Man holding a microphone and standing at a whiteboard
Williams Esuma, of the National Crops Resources Research Institute in Uganda, speaks during the first session of Class V of the African Plant Breeding Academy in Nairobi. The course is hosted by the UC Davis Seed Biotechnology Center.

African scientists take courses hosted by Seed Biotechnology Center

Academy goal: Improve nutrition, resource management

Forty scientists from 22 African nations started in-person classes with the African Plant Breeding Academy this spring in Nairobi. The six-week program is hosted by the UC Davis Seed Biotechnology Center. Rita Mumm, director and primary instructor for the academy, is leading the program.

“We are thrilled to launch Class V of the academy after a two-year delay,” said SBC Director Allen Van Deynze.

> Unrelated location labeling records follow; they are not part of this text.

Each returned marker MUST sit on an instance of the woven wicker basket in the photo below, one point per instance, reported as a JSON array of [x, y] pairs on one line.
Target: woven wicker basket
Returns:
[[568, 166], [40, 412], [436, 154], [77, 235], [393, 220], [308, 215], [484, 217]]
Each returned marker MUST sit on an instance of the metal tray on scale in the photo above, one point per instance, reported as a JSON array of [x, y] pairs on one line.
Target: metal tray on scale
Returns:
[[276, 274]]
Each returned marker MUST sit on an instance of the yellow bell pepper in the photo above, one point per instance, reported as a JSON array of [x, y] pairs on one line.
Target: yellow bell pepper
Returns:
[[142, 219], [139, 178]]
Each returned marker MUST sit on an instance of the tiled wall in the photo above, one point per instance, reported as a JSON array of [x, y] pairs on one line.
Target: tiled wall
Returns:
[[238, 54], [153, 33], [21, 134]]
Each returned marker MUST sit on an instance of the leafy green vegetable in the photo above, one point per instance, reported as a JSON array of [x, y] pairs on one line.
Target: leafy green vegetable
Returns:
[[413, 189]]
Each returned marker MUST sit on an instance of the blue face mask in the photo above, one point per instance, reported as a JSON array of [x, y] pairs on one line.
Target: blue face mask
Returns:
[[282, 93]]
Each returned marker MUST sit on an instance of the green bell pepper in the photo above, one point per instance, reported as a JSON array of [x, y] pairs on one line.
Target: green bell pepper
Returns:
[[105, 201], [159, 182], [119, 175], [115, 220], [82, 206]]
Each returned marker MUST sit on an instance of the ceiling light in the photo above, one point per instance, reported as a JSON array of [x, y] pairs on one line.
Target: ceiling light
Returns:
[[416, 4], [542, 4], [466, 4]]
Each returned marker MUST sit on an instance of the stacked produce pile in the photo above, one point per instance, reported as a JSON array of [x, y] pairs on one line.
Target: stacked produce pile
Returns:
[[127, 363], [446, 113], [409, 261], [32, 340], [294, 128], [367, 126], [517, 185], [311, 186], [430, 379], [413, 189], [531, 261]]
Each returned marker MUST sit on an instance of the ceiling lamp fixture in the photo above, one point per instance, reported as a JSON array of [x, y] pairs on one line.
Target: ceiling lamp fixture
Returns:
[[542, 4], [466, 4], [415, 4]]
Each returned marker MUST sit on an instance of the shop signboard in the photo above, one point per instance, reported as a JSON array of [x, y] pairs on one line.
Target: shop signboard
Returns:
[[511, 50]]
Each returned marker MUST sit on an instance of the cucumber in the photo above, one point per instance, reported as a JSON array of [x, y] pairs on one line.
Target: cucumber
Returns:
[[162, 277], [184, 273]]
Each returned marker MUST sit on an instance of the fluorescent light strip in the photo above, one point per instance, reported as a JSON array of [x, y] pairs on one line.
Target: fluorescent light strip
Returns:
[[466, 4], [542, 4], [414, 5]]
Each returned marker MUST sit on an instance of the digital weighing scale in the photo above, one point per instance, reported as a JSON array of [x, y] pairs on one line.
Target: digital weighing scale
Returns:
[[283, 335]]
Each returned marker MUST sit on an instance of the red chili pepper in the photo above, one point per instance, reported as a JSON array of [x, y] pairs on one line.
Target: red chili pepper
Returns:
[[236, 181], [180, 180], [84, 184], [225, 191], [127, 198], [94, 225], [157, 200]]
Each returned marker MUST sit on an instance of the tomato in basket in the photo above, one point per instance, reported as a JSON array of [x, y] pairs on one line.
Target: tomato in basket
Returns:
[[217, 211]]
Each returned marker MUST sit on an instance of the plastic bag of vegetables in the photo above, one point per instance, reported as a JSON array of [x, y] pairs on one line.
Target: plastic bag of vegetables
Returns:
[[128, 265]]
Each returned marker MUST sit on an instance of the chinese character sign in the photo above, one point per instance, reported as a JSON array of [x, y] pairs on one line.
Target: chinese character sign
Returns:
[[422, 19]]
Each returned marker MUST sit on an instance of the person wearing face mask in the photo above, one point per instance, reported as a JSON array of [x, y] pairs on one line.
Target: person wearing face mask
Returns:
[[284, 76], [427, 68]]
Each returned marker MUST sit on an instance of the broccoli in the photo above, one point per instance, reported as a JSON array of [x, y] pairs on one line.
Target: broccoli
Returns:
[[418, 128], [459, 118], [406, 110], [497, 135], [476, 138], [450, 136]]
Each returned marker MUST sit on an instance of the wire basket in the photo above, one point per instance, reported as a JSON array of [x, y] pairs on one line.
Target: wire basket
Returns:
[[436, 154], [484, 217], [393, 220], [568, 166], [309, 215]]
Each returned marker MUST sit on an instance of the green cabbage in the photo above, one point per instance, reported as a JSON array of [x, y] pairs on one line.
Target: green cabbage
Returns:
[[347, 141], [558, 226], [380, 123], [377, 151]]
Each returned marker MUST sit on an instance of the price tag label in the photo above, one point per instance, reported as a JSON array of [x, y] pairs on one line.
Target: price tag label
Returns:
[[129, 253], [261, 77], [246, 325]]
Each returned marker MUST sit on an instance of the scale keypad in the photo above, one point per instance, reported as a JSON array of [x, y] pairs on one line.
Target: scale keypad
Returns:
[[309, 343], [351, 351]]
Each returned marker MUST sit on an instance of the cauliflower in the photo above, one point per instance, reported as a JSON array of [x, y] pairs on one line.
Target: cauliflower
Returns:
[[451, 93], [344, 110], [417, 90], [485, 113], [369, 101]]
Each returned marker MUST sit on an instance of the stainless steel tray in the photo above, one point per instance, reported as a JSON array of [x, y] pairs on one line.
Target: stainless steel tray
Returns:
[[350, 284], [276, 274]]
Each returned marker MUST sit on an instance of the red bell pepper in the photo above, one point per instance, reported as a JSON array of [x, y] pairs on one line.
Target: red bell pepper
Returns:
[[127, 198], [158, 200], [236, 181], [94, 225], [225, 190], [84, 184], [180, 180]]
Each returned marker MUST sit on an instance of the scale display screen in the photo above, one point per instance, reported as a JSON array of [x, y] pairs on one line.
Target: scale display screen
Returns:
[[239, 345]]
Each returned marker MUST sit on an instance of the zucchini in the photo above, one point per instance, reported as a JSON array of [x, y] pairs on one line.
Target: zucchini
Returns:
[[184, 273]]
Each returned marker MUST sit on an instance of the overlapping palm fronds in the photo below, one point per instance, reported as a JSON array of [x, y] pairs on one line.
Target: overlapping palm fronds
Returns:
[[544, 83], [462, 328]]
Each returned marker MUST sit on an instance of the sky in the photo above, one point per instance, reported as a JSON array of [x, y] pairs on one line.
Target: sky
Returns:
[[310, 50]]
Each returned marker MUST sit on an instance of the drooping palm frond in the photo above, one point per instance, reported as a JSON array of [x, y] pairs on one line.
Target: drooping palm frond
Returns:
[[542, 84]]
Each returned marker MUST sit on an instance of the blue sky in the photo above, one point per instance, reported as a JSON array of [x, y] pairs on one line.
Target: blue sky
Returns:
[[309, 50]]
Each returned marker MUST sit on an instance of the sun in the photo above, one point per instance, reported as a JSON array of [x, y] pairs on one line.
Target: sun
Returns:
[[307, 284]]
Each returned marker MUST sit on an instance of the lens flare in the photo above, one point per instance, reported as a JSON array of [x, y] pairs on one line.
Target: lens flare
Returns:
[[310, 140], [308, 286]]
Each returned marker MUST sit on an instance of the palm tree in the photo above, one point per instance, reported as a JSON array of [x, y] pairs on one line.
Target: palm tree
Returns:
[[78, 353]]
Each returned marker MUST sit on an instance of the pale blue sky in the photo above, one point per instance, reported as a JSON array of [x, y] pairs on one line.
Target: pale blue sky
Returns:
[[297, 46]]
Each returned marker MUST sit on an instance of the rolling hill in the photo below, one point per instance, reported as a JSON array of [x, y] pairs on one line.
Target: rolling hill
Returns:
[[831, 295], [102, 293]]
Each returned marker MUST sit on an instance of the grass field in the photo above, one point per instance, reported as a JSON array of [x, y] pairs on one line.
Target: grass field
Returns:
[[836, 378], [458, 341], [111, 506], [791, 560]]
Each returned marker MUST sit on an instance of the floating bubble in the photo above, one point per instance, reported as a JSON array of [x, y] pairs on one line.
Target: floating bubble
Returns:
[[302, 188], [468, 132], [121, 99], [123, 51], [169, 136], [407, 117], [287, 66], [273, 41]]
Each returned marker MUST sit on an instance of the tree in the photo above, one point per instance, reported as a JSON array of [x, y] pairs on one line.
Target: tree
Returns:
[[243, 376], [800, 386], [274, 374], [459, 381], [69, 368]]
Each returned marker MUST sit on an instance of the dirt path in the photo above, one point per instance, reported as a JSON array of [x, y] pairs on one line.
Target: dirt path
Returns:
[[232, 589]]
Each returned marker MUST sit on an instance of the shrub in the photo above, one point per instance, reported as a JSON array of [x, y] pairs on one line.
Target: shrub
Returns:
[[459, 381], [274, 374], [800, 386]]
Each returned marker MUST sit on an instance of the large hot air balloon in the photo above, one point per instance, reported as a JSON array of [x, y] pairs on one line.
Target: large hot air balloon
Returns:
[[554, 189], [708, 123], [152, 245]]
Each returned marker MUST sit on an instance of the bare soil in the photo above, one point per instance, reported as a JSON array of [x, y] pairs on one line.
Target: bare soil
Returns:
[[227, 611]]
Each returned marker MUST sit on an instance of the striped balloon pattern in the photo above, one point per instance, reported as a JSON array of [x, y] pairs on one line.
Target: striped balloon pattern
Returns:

People sitting at rows of tables in a classroom
Forty scientists from 22 African nations are participating in Class V of the African Plant Breeding Academy in Nairobi this spring, learning about the latest research for improving agriculture,

The advanced course in plant breeding is being held at the Center for International Forestry Research-World Agroforestry in Kenya. The center is among 15 research hubs in the Consultative Group for International Agricultural Research (CGIAR), a global partnership of international organizations researching agriculture with the goals of improving human health and nutrition, reducing rural poverty, increasing food security and promoting sustainable management of natural resources. CGIAR partners include the United States and United Kingdom, the United Nations Food and Agriculture Organization and the World Bank. Participants are professionals from CGIAR centers across Africa.

Key instructors in the first of the three sessions, held May 16-28, were Rita Mumm, Todd Wehner, Iago Hale and Bruce Walsh (Hale and Walsh are both UC Davis graduates). “Many thanks go to Whitney Lowe, of UC Davis, and Imelda Ingumba, of CIFOR-World Agroforestry, for program support, and to Mars, Inc., for funding the course,” Van Deynze said.

The academy began in 2013 to teach the latest principles and techniques in crop improvement to Africa’s top scientists. So far, it has graduated 112 participants from 28 nations, Van Deynze said. Of those, 38 percent are women. “The last three classes have been 50 percent women,” he added. In 2019, graduates from the class established the African Plant Breeders Association to create a community of practice and extend research, educational and networking opportunities.

The academy was developed and is run by the UC Davis Seed Biotechnology Center in collaboration with CIFOR-World Agroforestry as an initiative of the African Orphan Crops Consortium. “Our goal is to eliminate stunting due to malnutrition by accelerating breeding of nutritious crops already important to African diets,” Van Deynze said.